Materials: I used approximately 3¼ yards of 60 inch wide Blue & White check print poplin that I bought sometime earlier this year from Franklins in Salisbury. The collar and front facing were interfaced with medium-weight fusible Vilene ®. There are 4 plain Blue fish-eye  buttons for the front fastening that came from my button stash.

Construction: I stitched the bust and body darts in front and back bodice pieces. Applied a back neckline facing with my maker’s label prior to stay stitching the neckline of the back bodice. I stay stitched the neckline and shoulder line of the collar on the front bodice.
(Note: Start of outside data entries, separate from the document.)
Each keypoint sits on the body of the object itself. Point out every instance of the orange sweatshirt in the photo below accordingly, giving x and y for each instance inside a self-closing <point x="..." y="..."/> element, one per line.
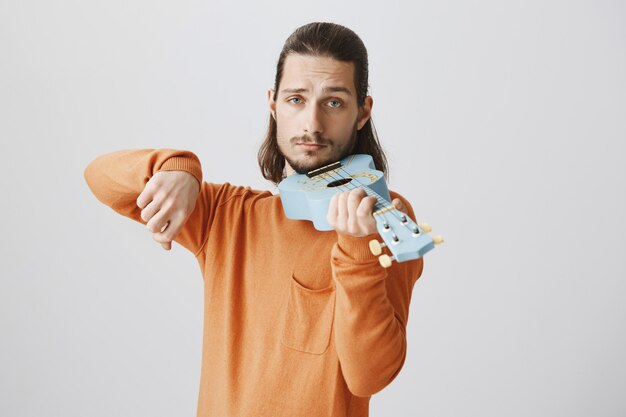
<point x="297" y="322"/>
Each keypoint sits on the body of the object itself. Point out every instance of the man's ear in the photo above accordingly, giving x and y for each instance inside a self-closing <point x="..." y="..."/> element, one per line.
<point x="271" y="102"/>
<point x="365" y="111"/>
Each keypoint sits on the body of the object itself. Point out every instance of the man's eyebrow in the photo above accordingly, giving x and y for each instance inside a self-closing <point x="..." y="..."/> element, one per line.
<point x="325" y="90"/>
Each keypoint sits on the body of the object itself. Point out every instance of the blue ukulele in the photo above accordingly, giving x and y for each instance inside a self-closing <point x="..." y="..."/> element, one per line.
<point x="307" y="197"/>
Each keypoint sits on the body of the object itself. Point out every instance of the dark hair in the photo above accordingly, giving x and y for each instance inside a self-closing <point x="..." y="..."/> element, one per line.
<point x="340" y="43"/>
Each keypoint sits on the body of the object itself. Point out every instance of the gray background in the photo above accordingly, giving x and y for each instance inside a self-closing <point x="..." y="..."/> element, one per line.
<point x="505" y="127"/>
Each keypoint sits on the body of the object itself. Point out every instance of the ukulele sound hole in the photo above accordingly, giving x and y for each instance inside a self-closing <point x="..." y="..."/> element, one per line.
<point x="339" y="183"/>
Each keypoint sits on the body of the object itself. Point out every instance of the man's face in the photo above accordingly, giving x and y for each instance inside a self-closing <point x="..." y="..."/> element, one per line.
<point x="316" y="111"/>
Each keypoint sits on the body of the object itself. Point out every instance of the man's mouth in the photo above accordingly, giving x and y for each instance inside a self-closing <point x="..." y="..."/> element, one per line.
<point x="311" y="146"/>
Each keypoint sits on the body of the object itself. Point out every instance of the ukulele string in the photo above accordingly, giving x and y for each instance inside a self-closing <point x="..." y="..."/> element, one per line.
<point x="381" y="202"/>
<point x="402" y="218"/>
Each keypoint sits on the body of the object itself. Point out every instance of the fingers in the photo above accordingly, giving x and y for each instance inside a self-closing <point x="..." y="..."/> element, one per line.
<point x="350" y="212"/>
<point x="397" y="203"/>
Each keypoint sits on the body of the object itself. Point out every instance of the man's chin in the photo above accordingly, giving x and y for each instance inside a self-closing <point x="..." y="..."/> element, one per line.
<point x="310" y="164"/>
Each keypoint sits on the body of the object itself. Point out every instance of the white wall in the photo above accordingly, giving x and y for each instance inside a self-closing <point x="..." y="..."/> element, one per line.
<point x="505" y="123"/>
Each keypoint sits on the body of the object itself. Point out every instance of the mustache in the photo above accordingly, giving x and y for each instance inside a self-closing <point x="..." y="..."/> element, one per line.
<point x="310" y="139"/>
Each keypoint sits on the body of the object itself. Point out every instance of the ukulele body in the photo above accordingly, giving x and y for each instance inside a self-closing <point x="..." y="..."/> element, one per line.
<point x="308" y="198"/>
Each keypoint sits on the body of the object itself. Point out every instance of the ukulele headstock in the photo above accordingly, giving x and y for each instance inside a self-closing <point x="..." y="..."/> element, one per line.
<point x="405" y="239"/>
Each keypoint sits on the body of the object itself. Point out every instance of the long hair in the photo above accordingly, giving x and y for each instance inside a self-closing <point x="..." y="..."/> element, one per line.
<point x="340" y="43"/>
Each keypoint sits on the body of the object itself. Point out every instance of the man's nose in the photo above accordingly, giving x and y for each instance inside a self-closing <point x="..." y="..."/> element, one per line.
<point x="313" y="120"/>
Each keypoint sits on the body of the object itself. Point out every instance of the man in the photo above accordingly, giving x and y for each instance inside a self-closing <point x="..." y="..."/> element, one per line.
<point x="297" y="322"/>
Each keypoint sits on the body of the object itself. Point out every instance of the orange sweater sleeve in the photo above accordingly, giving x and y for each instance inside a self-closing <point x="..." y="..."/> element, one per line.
<point x="371" y="313"/>
<point x="117" y="179"/>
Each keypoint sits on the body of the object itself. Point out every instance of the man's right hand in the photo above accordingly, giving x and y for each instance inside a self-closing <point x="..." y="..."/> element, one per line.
<point x="166" y="202"/>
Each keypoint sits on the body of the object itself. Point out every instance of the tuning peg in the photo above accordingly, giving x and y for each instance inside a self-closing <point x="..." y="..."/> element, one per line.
<point x="376" y="247"/>
<point x="425" y="227"/>
<point x="385" y="260"/>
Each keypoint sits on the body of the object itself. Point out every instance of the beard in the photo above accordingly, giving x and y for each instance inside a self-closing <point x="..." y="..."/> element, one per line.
<point x="337" y="152"/>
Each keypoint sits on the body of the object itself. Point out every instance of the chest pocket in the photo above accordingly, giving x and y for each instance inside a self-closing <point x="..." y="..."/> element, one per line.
<point x="308" y="318"/>
<point x="310" y="305"/>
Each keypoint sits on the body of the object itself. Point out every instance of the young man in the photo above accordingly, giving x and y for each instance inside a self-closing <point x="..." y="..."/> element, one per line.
<point x="297" y="322"/>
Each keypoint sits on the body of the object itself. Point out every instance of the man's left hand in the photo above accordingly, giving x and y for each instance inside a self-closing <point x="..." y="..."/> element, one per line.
<point x="350" y="212"/>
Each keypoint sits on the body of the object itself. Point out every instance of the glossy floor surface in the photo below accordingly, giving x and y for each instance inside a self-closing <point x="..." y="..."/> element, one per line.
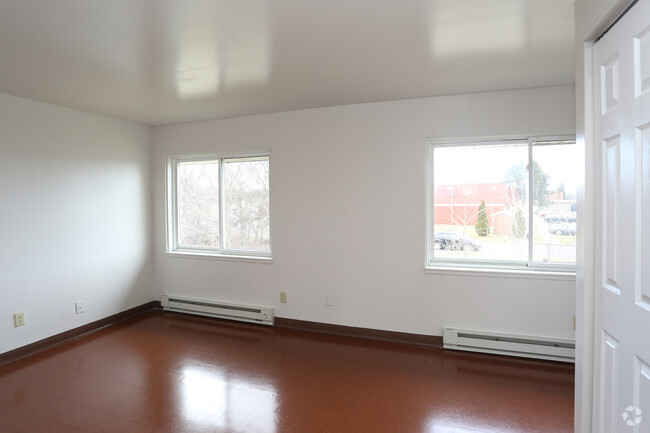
<point x="164" y="372"/>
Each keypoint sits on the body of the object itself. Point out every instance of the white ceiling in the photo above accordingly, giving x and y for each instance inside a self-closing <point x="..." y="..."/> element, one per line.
<point x="156" y="62"/>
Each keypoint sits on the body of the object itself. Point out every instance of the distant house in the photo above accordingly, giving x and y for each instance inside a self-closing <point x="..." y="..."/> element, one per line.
<point x="458" y="204"/>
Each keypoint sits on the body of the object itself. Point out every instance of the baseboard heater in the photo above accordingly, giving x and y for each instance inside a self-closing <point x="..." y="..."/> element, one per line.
<point x="221" y="310"/>
<point x="556" y="349"/>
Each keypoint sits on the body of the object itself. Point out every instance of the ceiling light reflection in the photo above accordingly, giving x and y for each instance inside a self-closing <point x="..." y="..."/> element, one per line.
<point x="485" y="27"/>
<point x="220" y="46"/>
<point x="227" y="403"/>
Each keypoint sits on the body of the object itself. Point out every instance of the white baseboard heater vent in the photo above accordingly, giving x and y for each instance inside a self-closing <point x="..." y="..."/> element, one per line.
<point x="556" y="349"/>
<point x="221" y="310"/>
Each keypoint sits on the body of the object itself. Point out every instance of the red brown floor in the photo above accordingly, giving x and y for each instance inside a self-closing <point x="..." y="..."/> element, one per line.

Applied fusible interfcacing to collar/facing pieces. Repeated the stay stitching for the collar/front facing pieces. Attached the collar before stitching the side seams and inserting the fully-self-lined short sleeves. All major seams were pressed and overlocked before proceeding to the next step. Checked the fit and marked up the buttonholes. Stitched the buttonholes and then attached buttons to correspond. Stitched the side seams of the skirt and overlocked the hemline. Attached the skirt to the bodice with straight stitch and then overlocked all seam allowances together. Pressed the skirt up towards the bodice. Machine-stitched a ½inch hem.

Gave the dress a final press and dressed ‘Dolores’ (the mannequin) ready for photography!

   

Final analysis: The dress has a distinctive ‘vintage’ feel, especially as the fabric recalls my old primary school dresses (tho’ they had White collar and cuffs on the sleeves).  I am very pleased with the fit of this bodice and will definitely be making again. Next step is to make a co-ordinating belt. Since completing the dress I have ‘tweaked’ the pattern slightly by extending the shoulders and re-drawing the armsyces front and back. This style of bodice and collar is very versatile as it lends itself to a variety of enhancements; top stitching, embroidery, addition of braid, ric-rac trim or lace, addition of patch pocket(s). In another version the skirt could be made as a full gathered dirndl instead of the circle. For the future I intend to extend the length of the bodice so that I can make a blouse version with a shaped hem to wear over trousers. Watch this space.